Today, Hinkle is resigned to his fate. “People may not remember the name Lon Hinkle,” he says, “but they know the Hinkle Tree. I don’t really want to be remembered because of a tree, but I guess it could be worse.”
Hinkle lives in Bigfork, Mont., and teaches golf at nearby Eagle Bend Golf Club. He hopes to join the Jim McLean Golf School in La Quinta, Calif., for the winter season.
Always a big hitter, Hinkle won the World Long Drive Championship in 1981. Does he still hit it long?
“I still give it a ride,” he says. “I was playing with (talk show host) Maury Povich the other day.

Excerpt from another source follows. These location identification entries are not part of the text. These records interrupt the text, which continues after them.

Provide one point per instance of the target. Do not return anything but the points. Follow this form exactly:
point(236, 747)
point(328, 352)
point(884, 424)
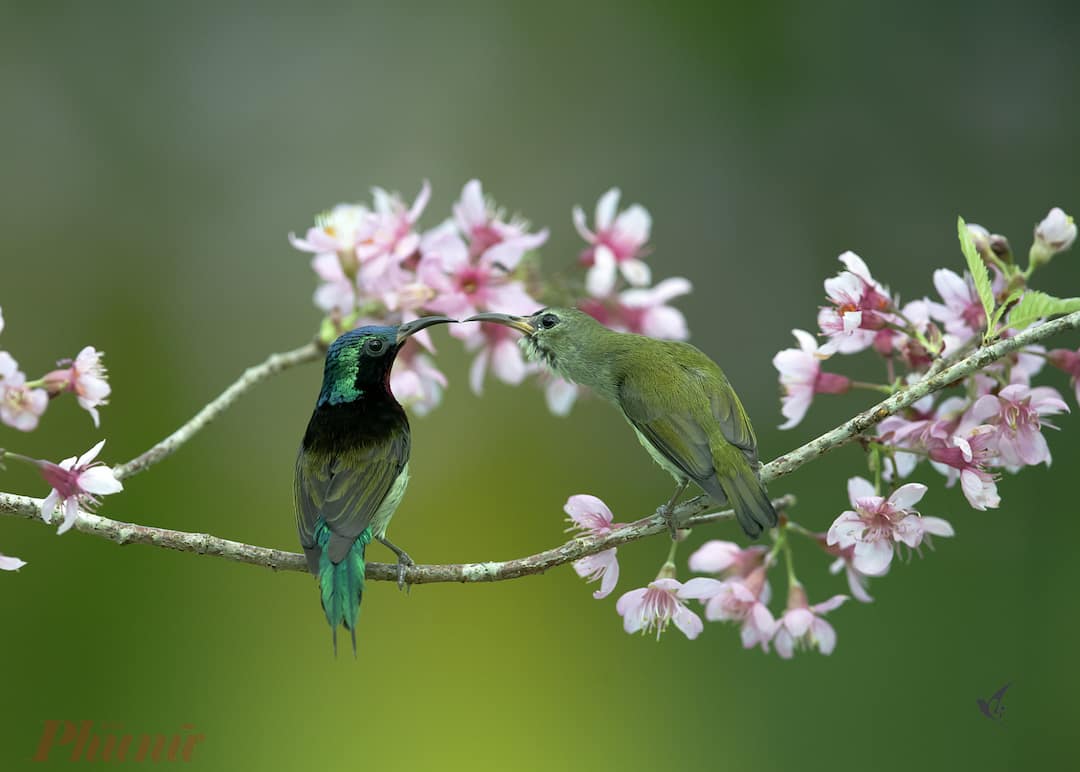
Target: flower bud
point(1055, 233)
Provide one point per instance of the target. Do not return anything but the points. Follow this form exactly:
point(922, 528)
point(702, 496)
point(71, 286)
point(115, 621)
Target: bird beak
point(416, 325)
point(520, 323)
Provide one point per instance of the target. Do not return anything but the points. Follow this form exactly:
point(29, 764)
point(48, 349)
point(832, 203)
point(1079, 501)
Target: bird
point(352, 466)
point(678, 402)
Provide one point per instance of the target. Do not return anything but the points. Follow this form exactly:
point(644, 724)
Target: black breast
point(354, 423)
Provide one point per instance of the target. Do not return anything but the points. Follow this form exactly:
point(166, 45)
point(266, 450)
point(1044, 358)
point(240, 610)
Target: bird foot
point(403, 563)
point(667, 513)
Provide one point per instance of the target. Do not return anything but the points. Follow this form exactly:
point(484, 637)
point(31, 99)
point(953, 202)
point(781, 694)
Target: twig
point(279, 559)
point(273, 364)
point(690, 512)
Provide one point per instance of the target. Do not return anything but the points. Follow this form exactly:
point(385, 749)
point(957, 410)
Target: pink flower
point(618, 242)
point(644, 311)
point(875, 524)
point(967, 457)
point(1016, 411)
point(727, 558)
point(464, 286)
point(416, 382)
point(861, 306)
point(1069, 362)
point(497, 348)
point(593, 517)
point(856, 580)
point(801, 625)
point(482, 225)
point(801, 377)
point(1055, 232)
point(76, 483)
point(333, 242)
point(738, 600)
point(962, 312)
point(7, 561)
point(387, 239)
point(86, 378)
point(656, 606)
point(19, 407)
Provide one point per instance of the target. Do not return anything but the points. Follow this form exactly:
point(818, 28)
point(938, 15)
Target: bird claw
point(403, 561)
point(667, 513)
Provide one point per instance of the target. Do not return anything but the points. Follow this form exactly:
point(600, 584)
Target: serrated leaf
point(977, 270)
point(1013, 297)
point(1035, 306)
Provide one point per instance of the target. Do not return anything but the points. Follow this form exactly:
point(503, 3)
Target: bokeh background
point(154, 157)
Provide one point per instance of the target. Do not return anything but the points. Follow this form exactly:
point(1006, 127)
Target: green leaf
point(1035, 306)
point(1013, 297)
point(977, 270)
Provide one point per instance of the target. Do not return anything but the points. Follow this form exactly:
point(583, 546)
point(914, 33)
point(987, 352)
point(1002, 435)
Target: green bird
point(352, 466)
point(679, 403)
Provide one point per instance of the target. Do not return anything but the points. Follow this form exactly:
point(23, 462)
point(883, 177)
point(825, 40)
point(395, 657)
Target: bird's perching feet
point(403, 561)
point(667, 511)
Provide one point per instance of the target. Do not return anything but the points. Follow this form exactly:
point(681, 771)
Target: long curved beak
point(416, 325)
point(520, 323)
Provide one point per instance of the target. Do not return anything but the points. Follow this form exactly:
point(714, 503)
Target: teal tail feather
point(748, 498)
point(341, 584)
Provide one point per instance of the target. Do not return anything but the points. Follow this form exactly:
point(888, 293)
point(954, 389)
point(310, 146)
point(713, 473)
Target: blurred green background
point(153, 158)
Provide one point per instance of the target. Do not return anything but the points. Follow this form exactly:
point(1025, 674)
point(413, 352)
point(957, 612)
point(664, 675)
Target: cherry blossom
point(618, 243)
point(416, 382)
point(801, 377)
point(656, 606)
point(741, 599)
point(875, 524)
point(19, 406)
point(802, 625)
point(1016, 412)
point(1055, 232)
point(592, 516)
point(7, 561)
point(85, 378)
point(644, 311)
point(76, 483)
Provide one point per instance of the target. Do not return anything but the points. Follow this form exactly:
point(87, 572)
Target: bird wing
point(346, 491)
point(677, 433)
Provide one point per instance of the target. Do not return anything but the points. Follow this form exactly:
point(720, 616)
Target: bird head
point(360, 360)
point(557, 336)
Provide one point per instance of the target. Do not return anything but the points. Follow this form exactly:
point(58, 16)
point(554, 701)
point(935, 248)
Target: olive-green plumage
point(678, 401)
point(352, 466)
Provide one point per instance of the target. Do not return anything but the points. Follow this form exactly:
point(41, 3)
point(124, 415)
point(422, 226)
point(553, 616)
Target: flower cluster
point(991, 422)
point(375, 265)
point(75, 482)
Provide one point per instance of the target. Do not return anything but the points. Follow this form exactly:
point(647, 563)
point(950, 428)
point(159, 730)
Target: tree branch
point(281, 560)
point(273, 364)
point(690, 512)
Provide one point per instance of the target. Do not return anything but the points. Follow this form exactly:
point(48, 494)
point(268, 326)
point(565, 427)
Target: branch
point(690, 512)
point(279, 559)
point(273, 364)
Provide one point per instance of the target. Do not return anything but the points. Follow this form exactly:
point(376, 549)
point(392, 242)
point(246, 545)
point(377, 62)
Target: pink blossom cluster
point(75, 482)
point(375, 263)
point(991, 422)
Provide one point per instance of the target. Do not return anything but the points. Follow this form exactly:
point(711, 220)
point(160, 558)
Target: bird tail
point(747, 497)
point(341, 584)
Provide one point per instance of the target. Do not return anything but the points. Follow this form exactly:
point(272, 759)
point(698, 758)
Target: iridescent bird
point(352, 466)
point(679, 403)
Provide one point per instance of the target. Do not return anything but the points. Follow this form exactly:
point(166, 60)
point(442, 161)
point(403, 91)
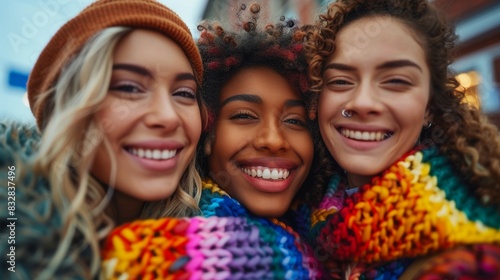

We were on a 380-yard hole, and I hit my drive pretty good.
“I said to Maury, ‘Yeah, I hit it a little bit in the neck, but it’ll do.’ I ended up 43 steps from the hole.”
The memories, if not the distance, tend to fade away. Lon Hinkle has become a name associated mostly with a tree.
When Hinkle tried recently to obtain a complimentary set of clubs from a major manufacturer, he was turned down. He even offered to publicize the brand, but it didn’t make any difference.
So he went to a golf shop and bought a set. “I’ve got the bug again,” he said. “I really want to be deeply involved in golf.”
**David Fay's Golf Digest interview from 2002 features his place in the Hinkle tree story.
Your first U.S. Open working for the USGA involved a famous incident with the planting of the Hinkle Tree at Inverness [near the eighth tee after the first round in 1979], to prevent Lon Hinkle and others from using an adjacent fairway. What was your involvement?
I had to buy it. No, I take that back. I had to pay for it.
How much?
A hundred and twenty dollars. Still have the receipt somewhere. Picture this: It's 5 a.m. on Friday morning, and Bob Yoder [greens chairman] from Inverness walks in with a big smile, and he drops the receipt down on my desk for a pretty mangy looking black-hill spruce. I thought it was a joke -- some kind of rookie hazing thing.